9.3 Context Expansion Prompts
AI quality scales with the amount of context you provide.
Use these starter prompts to add richness:
Before generating tests, ask me any clarifying questions about:
- System purpose
- Input ranges
- Business rules
- Data dependencies
Here are the system details: [paste summary]
Using that, list assumptions you need clarified before generating test cases.
Create a list of environmental or integration factors that could affect test design.

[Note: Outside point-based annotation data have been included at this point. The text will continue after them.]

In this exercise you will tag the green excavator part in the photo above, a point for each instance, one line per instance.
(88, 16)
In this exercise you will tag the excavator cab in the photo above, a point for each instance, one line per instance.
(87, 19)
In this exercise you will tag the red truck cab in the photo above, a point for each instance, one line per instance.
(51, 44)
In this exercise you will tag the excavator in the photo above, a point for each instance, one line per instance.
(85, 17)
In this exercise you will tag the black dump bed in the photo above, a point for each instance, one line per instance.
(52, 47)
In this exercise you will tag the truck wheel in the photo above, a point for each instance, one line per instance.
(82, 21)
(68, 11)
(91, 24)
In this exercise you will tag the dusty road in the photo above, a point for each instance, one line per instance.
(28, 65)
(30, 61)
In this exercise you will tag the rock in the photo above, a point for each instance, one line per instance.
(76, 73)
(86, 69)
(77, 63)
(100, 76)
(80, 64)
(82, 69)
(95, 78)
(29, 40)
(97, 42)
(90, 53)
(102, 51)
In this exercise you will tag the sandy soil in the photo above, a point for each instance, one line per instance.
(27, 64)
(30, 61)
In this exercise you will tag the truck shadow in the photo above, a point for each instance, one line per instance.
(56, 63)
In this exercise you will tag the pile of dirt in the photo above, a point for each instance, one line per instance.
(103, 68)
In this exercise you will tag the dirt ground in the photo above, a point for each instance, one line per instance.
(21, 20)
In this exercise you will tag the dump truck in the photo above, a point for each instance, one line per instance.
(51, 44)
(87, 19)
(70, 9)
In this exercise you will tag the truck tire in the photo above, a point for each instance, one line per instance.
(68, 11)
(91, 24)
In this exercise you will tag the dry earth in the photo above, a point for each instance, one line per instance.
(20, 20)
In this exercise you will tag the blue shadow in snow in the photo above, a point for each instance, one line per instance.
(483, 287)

9.4 Output-Control Techniques
Tell the AI exactly what format you expect.
Tabular Outputs
Provide results as a Markdown table with columns:
ID | Scenario | Input | Expected Result | Type (Positive/Negative)
Narrative Outputs
Write a 3-paragraph executive summary of the above results:
- Paragraph 1: Scope and objective
- Paragraph 2: Key findings
- Paragraph 3: Risks and recommendations
JSON / Code Outputs
Return the test cases as a JSON array with keys:
id, title, input, expected, priority
9.5 Meta-Prompts (Prompts About Prompts)
Teach testers to improve their own prompting quality.

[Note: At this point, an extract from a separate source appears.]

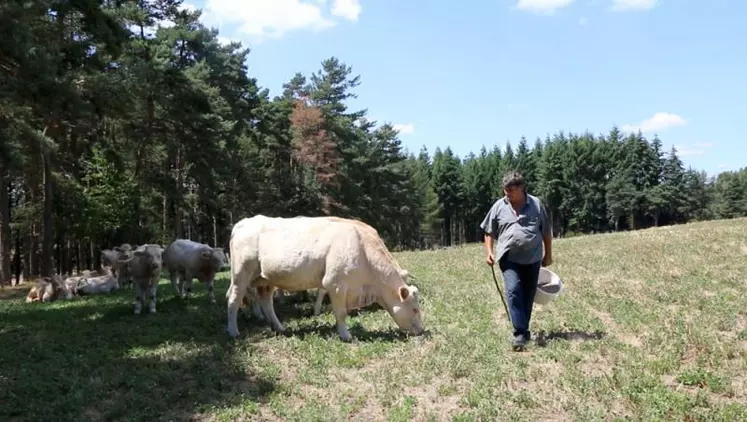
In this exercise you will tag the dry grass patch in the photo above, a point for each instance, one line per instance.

Review my prompt and rate its clarity on a scale of 1–10.
Suggest two improvements for context and one for format.
Rewrite this prompt using the Inspired Testing structured format (Role, Context, Task, Format, Constraints).

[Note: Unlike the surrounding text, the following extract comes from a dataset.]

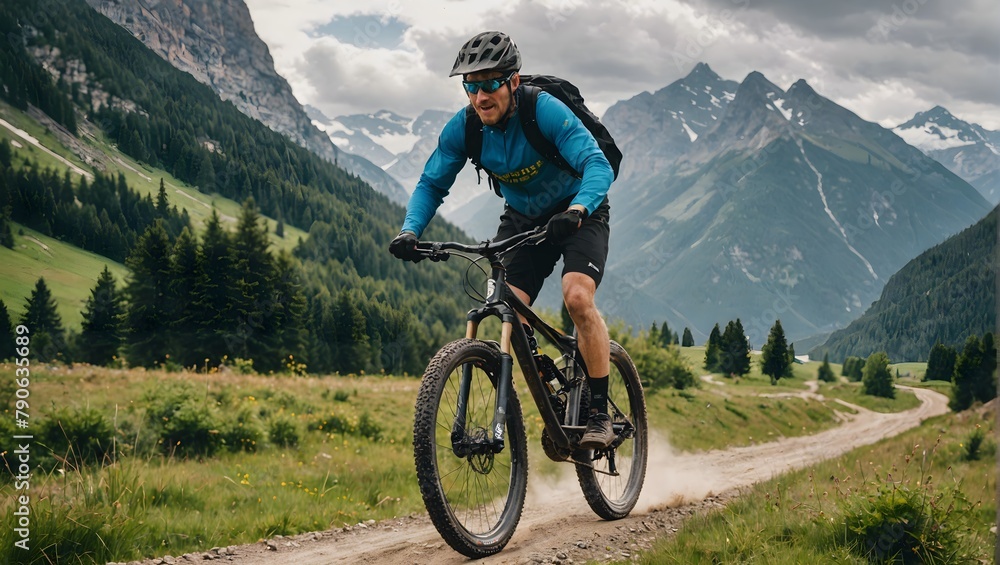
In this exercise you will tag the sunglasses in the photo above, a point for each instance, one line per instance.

Evaluate whether this prompt risks exposing client data or proprietary information.
If yes, rewrite safely using anonymised placeholders.
9.6 Combining Prompts Across Modules
Example compound workflow:
- Start with Module 2 (Requirements) → Generate acceptance criteria.
- Feed output into Module 3 (Test Design) → Expand into functional and negative cases.
- Use Module 4 → Generate automation code skeleton.
- Apply Module 5 → Create defect or summary narrative.
Prompt Example
Use the acceptance criteria below to generate functional and negative test cases.
Then convert them into Playwright scripts with comments.
Finally, produce a 5-bullet QA summary for management.
This teaches testers to chain AI outputs safely and efficiently.
9.7 Prompt Quality Checklist
| Category | Self-Check Question |
|---|---|
| Context | Have I explained what system or feature is under test? |
| Intent | Does the AI know what outcome I want (test cases, script, summary)? |
| Structure | Did I specify how I want results formatted? |
| Constraints | Did I limit quantity, tone, or detail appropriately? |
| Ethics | Did I remove any client or personal data before prompting? |
| Validation | Did I ask for AI to review or summarise its own output? |
9.8 Example: Complete End-to-End Prompt
ROLE: QA automation lead for an airline booking API
CONTEXT: Testing seat-selection and payment endpoints (REST, JSON)
TASK: Generate 20 functional, boundary and error test cases
FORMAT: Markdown table with ID, Endpoint, Input, Expected Result, Type
CONSTRAINTS: Include at least 3 authentication errors and 2 performance-related tests
Follow-Up Refinement
Now rewrite those tests as Gherkin scenarios with clear Given/When/Then syntax.
Then create a 5-point summary of high-risk areas.
9.9 Key Takeaways
- Structure first, detail second. A good prompt starts with context and ends with formatting.
- Iterate logically. Each refinement adds precision.
- Review ethically. Every prompt must respect data confidentiality.
- Adopt as habit. Consistent prompting discipline equals consistent quality.
Inspired Testing Standard: Treat AI like a junior tester — guide it clearly, review its work and help it improve.